The last vote, held in December, fell agonising close with just 62 votes the difference between a yes and no vote and the department's management are hoping a larger turnout over the coming days will get their proposal over the line.
But unions have kept up the pressure for a no vote with the CPSU campaigning hard and telling Agriculture public servants that under the new proposal, entry-level vets would be paid tens of thousands of dollars less, mothers would lose the right to lactation breaks and hundreds of airport staff are likely to lose pay.
"The Department has focused on pay, moving more of the paltry pay rises to the front of the agreement (just a week after claiming that they were unable to)," the latest union bulletin said.
"It's still a bad pay offer that represents less than 1.3 per cent per annum when delays are factored in, but this is not just about money
"Most of the Department's proposed cuts save no money, so retaining them also costs nothing.
"Attacks on job security, consultation, representation rights, half-pay carer's leave, etc, only impose a cost on the dignity of the department's employees."
The department said on Friday that there were key differences between the new proposal and the one rejected in December.
A spokesperson said the pay deal would now be front-loaded so it paid 3 per cent on commencement with another 2 per cent 12 months later and 1 per cent more in year three.

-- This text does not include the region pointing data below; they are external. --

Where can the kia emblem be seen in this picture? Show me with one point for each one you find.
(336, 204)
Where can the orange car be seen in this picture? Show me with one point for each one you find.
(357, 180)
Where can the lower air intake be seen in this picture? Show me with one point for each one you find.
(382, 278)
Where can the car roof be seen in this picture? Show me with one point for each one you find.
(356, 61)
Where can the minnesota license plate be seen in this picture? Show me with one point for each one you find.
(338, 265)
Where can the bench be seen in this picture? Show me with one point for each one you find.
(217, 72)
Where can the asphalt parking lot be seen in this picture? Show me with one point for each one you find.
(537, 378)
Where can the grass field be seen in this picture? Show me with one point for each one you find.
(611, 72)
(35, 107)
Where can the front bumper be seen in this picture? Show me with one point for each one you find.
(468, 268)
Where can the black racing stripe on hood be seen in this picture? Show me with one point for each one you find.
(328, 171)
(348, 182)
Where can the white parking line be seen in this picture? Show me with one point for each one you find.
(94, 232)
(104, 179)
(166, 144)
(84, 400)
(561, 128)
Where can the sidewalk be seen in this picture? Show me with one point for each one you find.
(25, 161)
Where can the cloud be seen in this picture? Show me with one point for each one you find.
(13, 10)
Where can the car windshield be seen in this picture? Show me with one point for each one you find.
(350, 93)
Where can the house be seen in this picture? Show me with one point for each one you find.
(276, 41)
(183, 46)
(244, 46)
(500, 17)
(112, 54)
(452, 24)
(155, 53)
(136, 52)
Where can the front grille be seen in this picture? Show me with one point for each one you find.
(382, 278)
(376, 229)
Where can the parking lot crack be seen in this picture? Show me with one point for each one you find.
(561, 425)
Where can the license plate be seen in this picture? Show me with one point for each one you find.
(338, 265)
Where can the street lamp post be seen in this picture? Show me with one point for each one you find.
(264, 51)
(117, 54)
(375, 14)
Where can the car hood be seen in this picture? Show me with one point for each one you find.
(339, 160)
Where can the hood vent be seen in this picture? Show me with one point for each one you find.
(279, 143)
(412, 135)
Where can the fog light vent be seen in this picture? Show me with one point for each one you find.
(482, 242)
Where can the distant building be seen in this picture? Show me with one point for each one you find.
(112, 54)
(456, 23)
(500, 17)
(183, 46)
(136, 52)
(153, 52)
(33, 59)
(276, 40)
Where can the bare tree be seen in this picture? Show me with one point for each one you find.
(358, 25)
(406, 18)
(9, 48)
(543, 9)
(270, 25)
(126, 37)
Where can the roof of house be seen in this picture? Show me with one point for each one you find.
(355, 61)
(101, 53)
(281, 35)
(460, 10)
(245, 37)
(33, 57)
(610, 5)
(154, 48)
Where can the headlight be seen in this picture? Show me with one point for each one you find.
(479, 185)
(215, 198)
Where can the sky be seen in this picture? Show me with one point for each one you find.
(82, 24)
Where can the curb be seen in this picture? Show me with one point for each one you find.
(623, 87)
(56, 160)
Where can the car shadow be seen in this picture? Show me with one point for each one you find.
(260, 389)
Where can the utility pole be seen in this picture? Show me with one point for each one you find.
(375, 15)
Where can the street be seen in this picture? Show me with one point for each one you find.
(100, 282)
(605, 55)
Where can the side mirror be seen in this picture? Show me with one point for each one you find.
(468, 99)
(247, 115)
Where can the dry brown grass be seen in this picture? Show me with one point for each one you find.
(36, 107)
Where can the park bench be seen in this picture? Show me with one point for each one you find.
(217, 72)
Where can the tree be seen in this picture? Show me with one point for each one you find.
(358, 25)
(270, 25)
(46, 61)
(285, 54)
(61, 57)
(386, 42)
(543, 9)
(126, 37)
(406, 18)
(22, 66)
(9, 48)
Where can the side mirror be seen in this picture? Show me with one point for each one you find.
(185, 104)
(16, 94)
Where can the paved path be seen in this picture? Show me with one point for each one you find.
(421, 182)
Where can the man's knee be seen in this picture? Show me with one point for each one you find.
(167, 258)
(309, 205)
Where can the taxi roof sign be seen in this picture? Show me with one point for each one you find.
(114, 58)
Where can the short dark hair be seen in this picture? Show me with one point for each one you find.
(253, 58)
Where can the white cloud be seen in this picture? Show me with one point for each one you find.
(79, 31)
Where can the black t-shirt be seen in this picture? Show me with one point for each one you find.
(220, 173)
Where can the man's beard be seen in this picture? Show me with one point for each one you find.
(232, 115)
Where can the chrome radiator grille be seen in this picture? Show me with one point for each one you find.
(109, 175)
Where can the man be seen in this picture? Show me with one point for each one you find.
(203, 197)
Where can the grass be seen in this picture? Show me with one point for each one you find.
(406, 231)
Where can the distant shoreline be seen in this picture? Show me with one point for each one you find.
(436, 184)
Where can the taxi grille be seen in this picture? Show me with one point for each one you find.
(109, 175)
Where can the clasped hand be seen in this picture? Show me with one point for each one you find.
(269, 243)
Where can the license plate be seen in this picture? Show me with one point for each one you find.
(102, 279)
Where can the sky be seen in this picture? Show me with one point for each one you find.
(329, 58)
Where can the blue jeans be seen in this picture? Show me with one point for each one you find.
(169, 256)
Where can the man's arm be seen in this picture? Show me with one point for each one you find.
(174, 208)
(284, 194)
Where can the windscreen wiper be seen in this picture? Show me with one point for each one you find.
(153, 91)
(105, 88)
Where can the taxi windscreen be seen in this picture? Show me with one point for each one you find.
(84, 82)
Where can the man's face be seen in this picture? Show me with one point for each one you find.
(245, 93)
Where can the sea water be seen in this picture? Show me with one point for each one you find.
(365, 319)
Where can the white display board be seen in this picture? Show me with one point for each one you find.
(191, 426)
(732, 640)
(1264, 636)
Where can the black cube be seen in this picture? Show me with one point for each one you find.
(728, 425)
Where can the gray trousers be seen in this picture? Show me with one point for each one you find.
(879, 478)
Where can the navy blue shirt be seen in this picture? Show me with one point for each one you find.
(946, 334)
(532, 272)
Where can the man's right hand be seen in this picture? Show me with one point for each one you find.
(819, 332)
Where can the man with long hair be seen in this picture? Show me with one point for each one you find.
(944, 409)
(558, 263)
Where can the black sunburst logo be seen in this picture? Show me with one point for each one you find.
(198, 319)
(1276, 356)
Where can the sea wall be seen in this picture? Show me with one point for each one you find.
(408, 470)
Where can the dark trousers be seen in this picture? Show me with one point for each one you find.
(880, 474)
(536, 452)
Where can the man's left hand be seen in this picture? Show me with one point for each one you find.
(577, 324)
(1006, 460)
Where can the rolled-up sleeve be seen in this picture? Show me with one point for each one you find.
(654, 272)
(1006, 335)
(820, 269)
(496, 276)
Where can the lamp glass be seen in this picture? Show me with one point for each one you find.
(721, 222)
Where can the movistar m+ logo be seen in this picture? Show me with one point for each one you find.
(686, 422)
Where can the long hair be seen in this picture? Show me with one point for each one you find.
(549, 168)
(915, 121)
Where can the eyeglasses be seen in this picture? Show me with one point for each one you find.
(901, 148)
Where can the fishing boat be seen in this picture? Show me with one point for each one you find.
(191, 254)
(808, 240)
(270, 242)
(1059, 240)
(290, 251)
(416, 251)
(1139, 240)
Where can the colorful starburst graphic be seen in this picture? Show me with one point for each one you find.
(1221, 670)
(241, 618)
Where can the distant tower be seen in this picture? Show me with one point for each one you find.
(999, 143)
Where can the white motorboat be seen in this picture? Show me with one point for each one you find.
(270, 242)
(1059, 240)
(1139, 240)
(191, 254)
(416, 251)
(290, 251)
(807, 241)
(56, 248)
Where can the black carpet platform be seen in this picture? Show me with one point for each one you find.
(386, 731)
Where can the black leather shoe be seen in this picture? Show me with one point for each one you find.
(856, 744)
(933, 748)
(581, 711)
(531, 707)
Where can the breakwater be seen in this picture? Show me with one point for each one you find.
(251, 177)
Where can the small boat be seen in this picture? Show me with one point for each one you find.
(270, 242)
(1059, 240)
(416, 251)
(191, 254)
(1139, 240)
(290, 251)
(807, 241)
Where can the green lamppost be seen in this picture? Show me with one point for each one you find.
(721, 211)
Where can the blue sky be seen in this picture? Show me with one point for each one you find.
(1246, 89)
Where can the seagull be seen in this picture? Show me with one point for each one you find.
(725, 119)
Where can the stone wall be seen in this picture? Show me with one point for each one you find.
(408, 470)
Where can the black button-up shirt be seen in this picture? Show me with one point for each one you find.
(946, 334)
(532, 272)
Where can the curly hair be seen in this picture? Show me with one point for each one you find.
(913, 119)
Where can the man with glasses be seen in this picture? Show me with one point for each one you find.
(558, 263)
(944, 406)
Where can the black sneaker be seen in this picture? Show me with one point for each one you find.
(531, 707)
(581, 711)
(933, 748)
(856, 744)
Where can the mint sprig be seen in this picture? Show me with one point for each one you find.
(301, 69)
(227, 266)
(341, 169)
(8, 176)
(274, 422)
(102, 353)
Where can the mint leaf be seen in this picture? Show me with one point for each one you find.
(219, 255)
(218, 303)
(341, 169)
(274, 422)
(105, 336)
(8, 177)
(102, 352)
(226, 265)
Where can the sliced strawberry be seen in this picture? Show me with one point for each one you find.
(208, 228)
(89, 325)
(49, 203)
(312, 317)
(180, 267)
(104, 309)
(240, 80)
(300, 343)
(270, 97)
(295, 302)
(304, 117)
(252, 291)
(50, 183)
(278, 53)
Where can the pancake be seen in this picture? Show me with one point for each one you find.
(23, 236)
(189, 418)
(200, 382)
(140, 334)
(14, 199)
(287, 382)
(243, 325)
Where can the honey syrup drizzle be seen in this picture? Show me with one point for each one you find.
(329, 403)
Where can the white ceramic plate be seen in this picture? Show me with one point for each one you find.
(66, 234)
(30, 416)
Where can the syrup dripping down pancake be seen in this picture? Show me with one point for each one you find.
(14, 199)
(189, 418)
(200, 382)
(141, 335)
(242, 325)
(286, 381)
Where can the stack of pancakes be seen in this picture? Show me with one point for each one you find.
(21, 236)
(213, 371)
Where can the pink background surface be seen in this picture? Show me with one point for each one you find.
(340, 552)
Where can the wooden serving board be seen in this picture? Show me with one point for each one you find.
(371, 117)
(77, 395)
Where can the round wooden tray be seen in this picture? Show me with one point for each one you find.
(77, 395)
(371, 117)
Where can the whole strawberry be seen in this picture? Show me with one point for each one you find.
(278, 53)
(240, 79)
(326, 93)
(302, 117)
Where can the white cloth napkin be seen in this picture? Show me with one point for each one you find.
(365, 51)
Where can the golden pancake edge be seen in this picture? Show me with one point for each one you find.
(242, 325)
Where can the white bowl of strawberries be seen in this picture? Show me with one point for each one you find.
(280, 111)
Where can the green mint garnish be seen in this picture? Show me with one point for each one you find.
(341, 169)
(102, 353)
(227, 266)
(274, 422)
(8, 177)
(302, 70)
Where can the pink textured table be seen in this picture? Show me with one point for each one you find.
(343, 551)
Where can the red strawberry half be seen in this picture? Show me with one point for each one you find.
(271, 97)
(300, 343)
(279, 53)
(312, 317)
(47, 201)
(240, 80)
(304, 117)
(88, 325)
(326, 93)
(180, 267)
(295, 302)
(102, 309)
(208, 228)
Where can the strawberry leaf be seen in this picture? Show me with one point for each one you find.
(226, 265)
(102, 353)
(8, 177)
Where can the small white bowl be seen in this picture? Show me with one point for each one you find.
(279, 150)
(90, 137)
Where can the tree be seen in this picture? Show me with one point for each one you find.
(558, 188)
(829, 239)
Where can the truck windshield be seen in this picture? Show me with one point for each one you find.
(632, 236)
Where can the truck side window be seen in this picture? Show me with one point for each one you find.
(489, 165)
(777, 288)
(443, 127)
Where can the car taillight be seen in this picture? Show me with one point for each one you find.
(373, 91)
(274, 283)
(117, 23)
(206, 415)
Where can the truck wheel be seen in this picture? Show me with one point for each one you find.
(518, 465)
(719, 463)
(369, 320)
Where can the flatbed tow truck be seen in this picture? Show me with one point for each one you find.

The department added that it had now confirmed its commitment to communicate and consult with workers when "when implementing and applying the agreement" and flexible working arrangements "to assist balancing personal and work commitments".
Assistant secretary of the department's Biosecurity Animal Division Tim Chapman has also hit out at criticism of the new veterinary structure which will see the vets' workforce split in two and a new pay scale with entry level vets paid $21,000 less than they are at present
"The department is proposing a veterinarian structure which will support a better career path for our vets, as well as better prospects for promotion," Mr Chapman said.
"This includes a specific veterinary position for recently graduated or inexperienced vets which is not currently available.
"Vets at this level will be paid more than $20,000 above the national average for recently qualified vets."